GateFusion: Hierarchical Gated Cross-Modal Fusion for Active Speaker Detection
Abstract
Active Speaker Detection (ASD) seeks to determine who is speaking at each moment by modeling the complex interplay between audio and visual modalities. While most state-of-the-art approaches rely on late fusion, combining multimodal features only at high semantic levels, they often fail to capture the fine-grained cross-modal interactions present at lower layers, interactions that are critical for robust performance in unconstrained scenarios. In this work, we introduce \textbf{GateFusion}, a novel architecture that combines strong pretrained unimodal encoders with a Hierarchical Gated Fusion Decoder (HiGate). HiGate enables progressive, multi-depth fusion by adaptively injecting contextual features from one modality into the other at multiple layers of the transformer backbone, guided by learnable, bimodally-conditioned gates.
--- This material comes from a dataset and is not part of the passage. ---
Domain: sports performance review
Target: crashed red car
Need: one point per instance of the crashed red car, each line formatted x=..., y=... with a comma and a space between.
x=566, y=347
To further strengthen multimodal learning, we propose two auxiliary objectives: Masked Alignment Loss (MAL) to align unimodal outputs with multimodal predictions, and Over-Positive Penalty (OPP) to suppress spurious video-only activations. GateFusion establishes new state-of-the-art results on several challenging ASD benchmarks, achieving 77.8\% mAP (+9.4\%), 86.1\% mAP (+2.9\%), and 96.1 mAP (+0.5\%) on Ego4D, UniTalk, and WASD, respectively, and delivers competitive performance on AVA-ActiveSpeaker. Out-of-domain experiments further demonstrate the generalization capability of our model, while comprehensive ablations validate the complementary benefits of each proposed component.